This empirical exercise enables a relationship between social isolation and the deterioration of health to be revealed in almost all its facets. Even when considering mental health, for which the association does not persist in the long run, there is still a deterioration occurring two waves after baseline. Moreover, a high correlation at baseline between social isolation and poor mental health could be associated with higher mortality but would not be revealed in our estimates. In other words, if the socially isolated at baseline suffer from more symptoms of depression, even in the absence of further deterioration, poor mental health that remains poor over the follow-up period could also be a channel leading to higher mortality, which should be borne in mind when interpreting the results.

4.2 Health behavior and healthcare utilization outcomes

Apart from the “biological” channel, the literature puts forward health behavior and healthcare utilization as potential pathways from social isolation to worsened health and mortality. In the mortality section, health behavior has already been implied as playing a role in the SI-mortality relationship, whereas healthcare utilization has not. In the present section, we investigate whether there is a specific pattern of the socially isolated in terms of health behavior and healthcare. The same dynamic analysis is applied to the set of health behavior and healthcare utilization variables employed in Section 3. Again, in each regression, the outcome is controlled for at baseline, and hence looking at how social isolation is associated with smoking in later waves is equivalent to studying how it correlates with changes in smoking.

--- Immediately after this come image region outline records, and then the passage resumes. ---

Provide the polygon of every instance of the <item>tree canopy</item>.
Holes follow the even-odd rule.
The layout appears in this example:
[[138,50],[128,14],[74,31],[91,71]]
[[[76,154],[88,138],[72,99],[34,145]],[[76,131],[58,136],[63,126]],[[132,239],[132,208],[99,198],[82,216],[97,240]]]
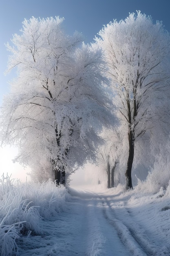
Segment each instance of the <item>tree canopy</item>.
[[82,44],[81,34],[66,34],[63,21],[25,20],[21,34],[7,45],[8,70],[17,67],[18,74],[1,117],[2,141],[18,147],[16,160],[42,168],[45,158],[58,183],[95,160],[99,131],[112,119],[101,51]]

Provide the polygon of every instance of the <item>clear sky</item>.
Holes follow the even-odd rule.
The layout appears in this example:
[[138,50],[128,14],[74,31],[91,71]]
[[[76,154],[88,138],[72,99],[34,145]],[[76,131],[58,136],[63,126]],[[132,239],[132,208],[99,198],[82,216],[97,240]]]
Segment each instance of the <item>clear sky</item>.
[[[66,33],[71,35],[75,30],[81,32],[85,42],[90,43],[103,25],[113,19],[124,19],[129,13],[135,12],[137,10],[150,15],[154,23],[157,20],[162,20],[170,32],[169,0],[1,0],[0,105],[3,95],[9,89],[8,81],[13,75],[12,73],[6,76],[4,75],[9,54],[4,44],[10,41],[13,34],[20,33],[24,18],[29,19],[32,16],[64,17]],[[0,176],[4,164],[2,163],[3,154],[6,155],[8,151],[3,152],[0,150]],[[7,161],[11,162],[9,158]],[[12,169],[10,166],[10,169]]]

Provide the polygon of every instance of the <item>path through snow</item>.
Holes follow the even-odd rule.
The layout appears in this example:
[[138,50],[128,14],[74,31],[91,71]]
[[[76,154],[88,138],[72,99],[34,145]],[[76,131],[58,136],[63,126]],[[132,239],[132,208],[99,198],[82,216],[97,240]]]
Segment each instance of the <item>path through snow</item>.
[[154,243],[154,234],[143,228],[125,204],[126,198],[73,189],[70,193],[67,211],[54,220],[42,220],[43,234],[22,237],[20,255],[170,255],[166,247]]

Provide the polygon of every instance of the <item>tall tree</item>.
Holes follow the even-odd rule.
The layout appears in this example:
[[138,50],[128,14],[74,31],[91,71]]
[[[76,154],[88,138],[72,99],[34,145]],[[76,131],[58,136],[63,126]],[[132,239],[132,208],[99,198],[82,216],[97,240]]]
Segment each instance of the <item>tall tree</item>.
[[7,44],[8,71],[17,67],[18,76],[1,117],[2,143],[18,147],[16,160],[51,169],[40,160],[44,158],[57,184],[64,183],[65,172],[95,160],[98,133],[110,116],[101,51],[83,44],[77,48],[82,35],[65,34],[63,21],[25,20],[21,35],[14,35],[13,47]]
[[127,188],[132,188],[135,143],[157,125],[160,120],[157,110],[164,101],[168,102],[170,36],[161,22],[153,24],[150,16],[140,11],[125,20],[110,22],[99,35],[96,40],[104,51],[117,116],[127,128],[126,176]]

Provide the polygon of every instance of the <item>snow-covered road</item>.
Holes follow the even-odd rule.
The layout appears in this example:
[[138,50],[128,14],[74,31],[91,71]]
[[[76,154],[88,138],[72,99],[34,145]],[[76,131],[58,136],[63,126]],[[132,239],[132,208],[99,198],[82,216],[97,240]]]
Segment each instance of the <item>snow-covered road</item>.
[[143,225],[127,198],[73,189],[70,193],[66,211],[57,219],[42,220],[43,235],[22,237],[20,255],[170,255],[162,237],[158,241],[154,230]]

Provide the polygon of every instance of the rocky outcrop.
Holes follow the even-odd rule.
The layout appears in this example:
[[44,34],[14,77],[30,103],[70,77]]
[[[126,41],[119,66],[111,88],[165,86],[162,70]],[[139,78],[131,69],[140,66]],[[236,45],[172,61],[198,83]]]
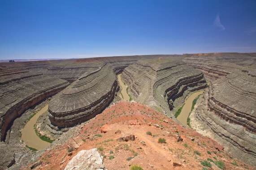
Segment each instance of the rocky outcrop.
[[52,124],[73,126],[95,117],[113,99],[117,83],[112,66],[106,64],[94,74],[82,75],[49,104]]
[[96,148],[80,151],[69,162],[64,170],[100,170],[105,169],[103,161]]
[[7,70],[0,74],[0,132],[4,140],[11,123],[24,111],[69,85],[65,80],[28,71]]
[[[198,102],[196,116],[208,126],[214,137],[234,157],[255,165],[255,64],[243,66],[226,62],[229,58],[222,57],[225,62],[220,62],[215,58],[196,58],[195,55],[183,60],[203,71],[209,83],[208,89]],[[243,57],[243,55],[240,57],[233,56],[236,58],[234,62],[244,61],[243,64],[246,61],[248,64],[256,61],[256,57]]]
[[166,112],[176,110],[190,92],[207,87],[201,71],[173,58],[138,61],[126,67],[122,77],[133,100]]

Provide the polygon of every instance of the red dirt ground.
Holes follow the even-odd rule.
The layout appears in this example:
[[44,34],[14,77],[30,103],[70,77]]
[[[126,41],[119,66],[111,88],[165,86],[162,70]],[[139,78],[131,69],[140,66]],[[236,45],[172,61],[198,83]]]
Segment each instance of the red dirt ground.
[[[164,119],[168,120],[168,123],[164,122]],[[156,127],[155,123],[163,129]],[[107,132],[102,133],[100,128],[105,124]],[[116,134],[118,130],[121,133]],[[147,135],[147,132],[151,132],[152,136]],[[119,141],[118,139],[123,133],[134,134],[135,140]],[[93,138],[95,134],[102,137],[94,140],[85,139],[88,137]],[[178,134],[183,139],[182,142],[177,141]],[[108,170],[129,170],[134,164],[140,166],[144,170],[202,170],[203,166],[200,162],[207,158],[222,161],[226,170],[253,169],[240,161],[230,158],[215,141],[192,129],[183,128],[158,112],[137,103],[122,101],[114,104],[88,121],[80,130],[78,136],[85,142],[72,151],[72,155],[68,155],[68,143],[58,145],[43,153],[39,158],[42,164],[35,169],[64,170],[78,152],[93,148],[98,148],[100,154],[105,156],[104,163]],[[158,143],[159,138],[164,138],[166,143]],[[113,153],[110,153],[110,151]],[[200,155],[195,153],[195,151]],[[211,154],[208,153],[208,151]],[[110,156],[114,158],[109,159]],[[129,161],[126,159],[130,157],[133,158]],[[174,162],[182,162],[182,166],[174,166]],[[239,166],[234,165],[236,163]],[[213,163],[212,165],[212,169],[221,170]],[[22,169],[26,169],[30,165]]]

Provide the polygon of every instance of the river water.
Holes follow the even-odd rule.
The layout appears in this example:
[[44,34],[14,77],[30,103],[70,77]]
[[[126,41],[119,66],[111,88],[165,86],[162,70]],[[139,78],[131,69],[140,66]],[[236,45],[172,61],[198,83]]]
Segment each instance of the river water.
[[121,74],[118,75],[117,75],[117,77],[118,78],[118,82],[119,82],[119,84],[122,87],[122,90],[121,91],[121,93],[122,93],[122,95],[123,95],[123,97],[124,98],[123,100],[130,100],[130,96],[129,96],[128,94],[126,92],[126,88],[127,88],[128,86],[126,86],[125,85],[122,80],[121,79]]
[[202,94],[203,92],[204,91],[200,91],[193,93],[188,97],[185,102],[185,104],[182,108],[181,112],[177,117],[177,119],[185,126],[187,127],[187,120],[189,115],[189,113],[191,112],[191,108],[192,107],[193,100],[199,95]]
[[51,143],[42,141],[36,135],[34,125],[35,124],[36,120],[43,113],[48,109],[48,104],[44,106],[42,109],[38,112],[30,120],[26,123],[22,131],[22,139],[26,144],[29,147],[40,150],[49,146]]

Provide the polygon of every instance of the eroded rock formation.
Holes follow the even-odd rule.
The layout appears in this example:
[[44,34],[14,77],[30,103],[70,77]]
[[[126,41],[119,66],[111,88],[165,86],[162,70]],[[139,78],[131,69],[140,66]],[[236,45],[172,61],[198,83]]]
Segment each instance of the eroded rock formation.
[[207,87],[201,71],[174,58],[139,61],[126,67],[122,77],[133,99],[166,112],[178,108],[190,92]]
[[[237,54],[235,54],[237,55]],[[223,54],[224,55],[224,54]],[[252,64],[256,57],[233,57]],[[221,57],[216,57],[220,59]],[[229,58],[231,57],[229,56]],[[209,82],[196,111],[196,117],[236,158],[256,164],[256,76],[254,64],[247,66],[232,63],[225,55],[224,62],[215,58],[193,55],[183,61],[201,70]],[[230,62],[227,61],[230,61]]]

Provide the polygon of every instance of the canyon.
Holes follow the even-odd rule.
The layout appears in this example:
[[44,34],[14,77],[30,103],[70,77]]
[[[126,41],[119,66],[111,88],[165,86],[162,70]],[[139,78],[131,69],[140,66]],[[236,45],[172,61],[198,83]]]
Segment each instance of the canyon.
[[[0,143],[5,146],[0,147],[1,153],[6,147],[11,147],[13,150],[26,149],[26,154],[34,157],[35,154],[38,158],[43,150],[31,153],[24,145],[21,146],[23,142],[18,137],[20,132],[14,132],[18,135],[15,137],[12,134],[17,129],[15,127],[27,122],[36,106],[41,102],[48,103],[48,110],[39,120],[43,119],[45,129],[53,133],[61,132],[52,145],[57,145],[59,137],[90,121],[121,100],[117,81],[117,75],[121,74],[129,87],[131,102],[148,106],[178,122],[174,115],[186,98],[205,89],[194,110],[194,122],[201,124],[233,157],[251,166],[256,164],[255,53],[2,63],[0,70]],[[192,128],[200,128],[191,123]],[[39,130],[42,134],[43,131]],[[14,141],[18,141],[18,144]],[[15,169],[15,166],[20,168],[31,161],[22,163],[24,160],[17,159],[14,152],[0,154],[0,168]],[[8,157],[9,159],[6,158]]]

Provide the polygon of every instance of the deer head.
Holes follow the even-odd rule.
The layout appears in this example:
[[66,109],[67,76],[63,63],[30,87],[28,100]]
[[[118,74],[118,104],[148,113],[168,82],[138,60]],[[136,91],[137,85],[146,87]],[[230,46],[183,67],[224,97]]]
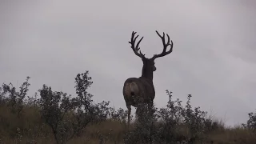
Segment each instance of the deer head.
[[[160,57],[163,57],[166,56],[169,54],[170,54],[173,51],[173,42],[170,41],[170,37],[168,35],[168,34],[166,34],[167,35],[167,42],[166,42],[166,39],[165,39],[165,33],[163,33],[163,36],[161,36],[159,34],[159,33],[158,32],[158,30],[156,30],[156,33],[158,34],[158,35],[161,38],[162,44],[163,44],[163,50],[162,52],[159,54],[154,54],[154,56],[151,58],[147,58],[145,57],[145,54],[143,54],[142,53],[142,51],[140,50],[140,47],[139,47],[139,44],[142,42],[142,40],[143,39],[143,37],[138,41],[138,42],[136,44],[135,46],[135,42],[136,42],[136,39],[138,38],[138,35],[137,35],[135,38],[135,34],[137,32],[134,32],[131,34],[131,38],[130,38],[130,42],[129,42],[129,43],[130,43],[131,45],[131,48],[134,50],[134,54],[138,56],[139,58],[142,58],[142,62],[143,62],[143,68],[142,68],[142,77],[145,77],[145,78],[148,78],[150,79],[153,79],[153,72],[157,70],[157,68],[154,66],[154,60],[157,58],[160,58]],[[170,49],[169,50],[166,50],[168,46],[170,46]]]

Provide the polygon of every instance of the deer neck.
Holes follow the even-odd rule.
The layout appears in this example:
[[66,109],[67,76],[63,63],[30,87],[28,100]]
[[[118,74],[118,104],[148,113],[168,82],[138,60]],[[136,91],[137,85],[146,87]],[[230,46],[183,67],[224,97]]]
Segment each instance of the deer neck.
[[146,78],[153,82],[153,70],[152,68],[143,66],[142,67],[142,78]]

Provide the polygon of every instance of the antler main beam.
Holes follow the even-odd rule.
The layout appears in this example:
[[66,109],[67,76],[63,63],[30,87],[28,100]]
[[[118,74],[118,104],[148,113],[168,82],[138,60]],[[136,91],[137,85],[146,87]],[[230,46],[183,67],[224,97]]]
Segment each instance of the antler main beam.
[[[158,30],[155,30],[155,31],[162,39],[162,44],[163,44],[163,50],[162,50],[162,52],[161,54],[154,54],[154,56],[152,57],[152,59],[155,59],[155,58],[159,58],[159,57],[163,57],[165,55],[167,55],[167,54],[170,54],[173,51],[173,46],[174,46],[173,41],[170,41],[171,43],[170,43],[170,37],[169,37],[168,34],[166,34],[167,38],[168,38],[168,41],[167,41],[167,43],[166,43],[165,33],[163,33],[163,35],[161,36],[159,34],[159,33],[158,32]],[[166,51],[166,49],[167,49],[168,46],[170,46],[170,49],[168,51]]]
[[[143,39],[143,37],[138,41],[138,42],[136,44],[136,46],[135,46],[135,42],[136,42],[136,39],[138,37],[138,35],[137,35],[135,38],[134,38],[134,35],[137,32],[134,32],[132,33],[131,34],[131,38],[130,38],[130,42],[129,42],[129,43],[130,43],[130,47],[133,49],[134,54],[140,57],[141,58],[145,58],[145,54],[143,54],[142,53],[140,50],[140,47],[138,47],[139,46],[139,43],[142,42],[142,40]],[[138,50],[139,50],[139,53],[138,53]]]

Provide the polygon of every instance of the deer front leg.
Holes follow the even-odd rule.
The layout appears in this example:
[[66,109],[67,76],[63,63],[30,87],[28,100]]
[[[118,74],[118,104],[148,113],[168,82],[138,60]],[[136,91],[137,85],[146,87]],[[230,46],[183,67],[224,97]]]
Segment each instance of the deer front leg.
[[129,129],[131,107],[130,107],[130,105],[127,105],[126,106],[127,106],[127,109],[128,109],[128,129]]

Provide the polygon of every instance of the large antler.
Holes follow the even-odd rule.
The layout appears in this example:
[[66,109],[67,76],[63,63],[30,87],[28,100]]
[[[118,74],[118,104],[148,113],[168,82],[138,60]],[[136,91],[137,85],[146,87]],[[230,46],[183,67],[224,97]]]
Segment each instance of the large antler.
[[[136,39],[138,37],[138,35],[137,35],[134,38],[134,35],[137,32],[134,32],[131,34],[131,38],[130,38],[130,42],[129,42],[129,43],[130,43],[130,47],[133,49],[134,54],[140,57],[141,58],[145,58],[145,54],[142,54],[142,51],[139,50],[140,47],[138,47],[139,43],[142,42],[142,40],[143,39],[143,37],[138,41],[138,42],[137,43],[136,46],[135,46],[135,42],[136,42]],[[139,53],[138,53],[139,50]]]
[[[157,32],[158,35],[162,39],[162,44],[163,44],[163,50],[162,50],[162,52],[161,54],[154,54],[154,56],[152,57],[152,59],[155,59],[155,58],[159,58],[159,57],[163,57],[165,55],[167,55],[167,54],[170,54],[173,51],[173,46],[174,46],[173,41],[170,41],[171,44],[170,44],[170,37],[169,37],[168,34],[166,34],[167,38],[168,38],[168,42],[167,42],[167,43],[166,43],[165,33],[163,33],[163,36],[161,36],[159,34],[159,33],[158,32],[158,30],[155,30],[155,31]],[[166,51],[166,48],[167,48],[167,46],[169,45],[170,46],[170,49],[168,51]]]

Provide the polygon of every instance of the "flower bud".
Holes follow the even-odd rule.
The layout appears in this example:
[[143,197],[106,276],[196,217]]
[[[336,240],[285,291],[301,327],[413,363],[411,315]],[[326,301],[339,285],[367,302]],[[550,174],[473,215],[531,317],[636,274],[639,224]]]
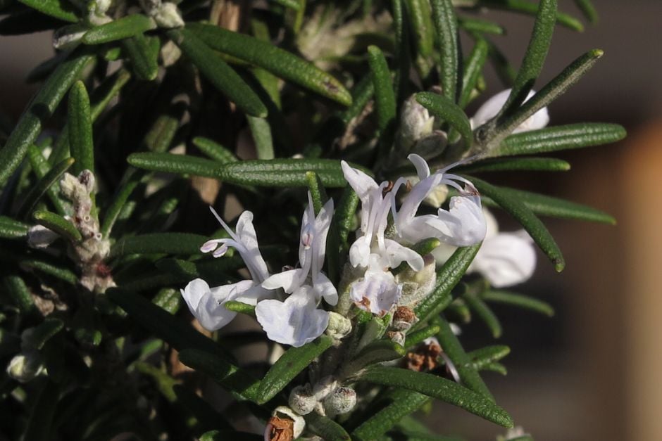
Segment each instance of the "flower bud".
[[59,235],[42,225],[35,225],[27,230],[27,246],[31,248],[45,248],[51,245]]
[[7,366],[7,374],[20,383],[27,383],[43,370],[39,353],[35,350],[14,356]]
[[327,415],[346,414],[356,405],[356,392],[349,388],[338,388],[324,399]]
[[335,340],[340,340],[351,332],[351,321],[337,312],[329,312],[329,326],[326,333]]
[[312,412],[317,403],[310,385],[296,386],[289,392],[289,407],[299,415],[308,415]]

As shown in Fig. 3, there is no significant relationship between social isolation and smoking (when controlling for smoking at baseline), except after one and three waves, but the dynamic pattern remains unclear. If anything, social isolation seems to be associated with less drinking. The one important behavior that is increasingly and significantly associated with social isolation over time is that of sedentarism, defined as “hardly ever or never” engaging in vigorous (e.g., sports) or moderate (e.g., gardening, going for a walk) physical activity. Sedentarism may then play a role in how socially isolated individuals become sicker, but it is also reasonable that as individuals get sicker they would engage less in physical activity. Shankar et al. (2011) and Kobayashi and Steptoe (2018) find similar results on inactivity, and a more clear-cut association with smoking and drinking, without controlling for these variables at baseline, and they conclude that loneliness and social isolation may affect health independently through their effects on health behavior. One way to ascertain whether sedentarism is a mechanism per se is to control for the health factor at future waves as well, in addition to at baseline. When doing so, the trend looks the same, but the coefficient is no longer significant, and hence the association between social isolation and sedentarism could also be spurious due to their common correlation with a worsened health status.

Fig. 3
figure 3

Social isolation at baseline and health behavior dynamics. Note: the figures display the coefficients and 95% confidence intervals for the effect of social isolation on different health behavior outcomes. “Time” indexes future waves: 1 is wave \(t+1\), 2 is wave \(t+2\), etc. Regressions are performed separately for each outcome and lag. All regressions include the health and socio-demographic variables displayed in Table 2 and wave (a dummy for which wave is baseline) and country FE, and control for the outcome at baseline

Regarding the relationship between social isolation and healthcare utilization, there are two (or more) possible directions in which social isolation might affect healthcare utilization: (1) since social isolation is associated with worse health (see previous subsection) and higher mortality (see Section 2.2), the socially isolated might use more healthcare; (2) social isolation might make individuals less inclined to use healthcare, as their loved ones “pressure” them less to undergo medical checkups, prompt them less often to seek medical help when needed, and even fail to accompany them to a visit to the doctor.Footnote 10 Our results help to shed light on this discussion: Fig. 4 indicates socially isolated people not using any more or less healthcare than non-socially-isolated individuals. Regardless of whether future health is included as a control or not in the regressions, socially isolated individuals do not use more medicine than the non-socially-isolated, and neither do they visit their physician any more or less. If anything, socially isolated individuals spend more nights at the hospital, after a few waves, but this relationship is weak, both in terms of significance and magnitude.Footnote 11

Fig. 4
figure 4

Social isolation at baseline and healthcare utilization dynamics. Note: the figures display the coefficients and 95% confidence intervals for the effect of social isolation on different healthcare utilization outcomes. “Time” indexes future waves: 1 is wave \(t+1\), 2 is wave \(t+2\), etc. Regressions are performed separately for each outcome and lag. All regressions include the health and socio-demographic variables displayed in Table 2 and wave (a dummy for which wave is baseline) and country FE, and control for the outcome at baseline

How is this “null” result compatible with the two aforementioned directions? First, as mentioned for the case of health behavior, any baseline correlation between social isolation and healthcare utilization levels is already factored in the baseline controls. Second, mechanisms (1) and (2) could theoretically cancel each other out. The fact that no positive effect of SI on healthcare utilization can be found due to health deterioration (i.e., direction (1)) is striking and consistent with mechanism (2) being a potential channel.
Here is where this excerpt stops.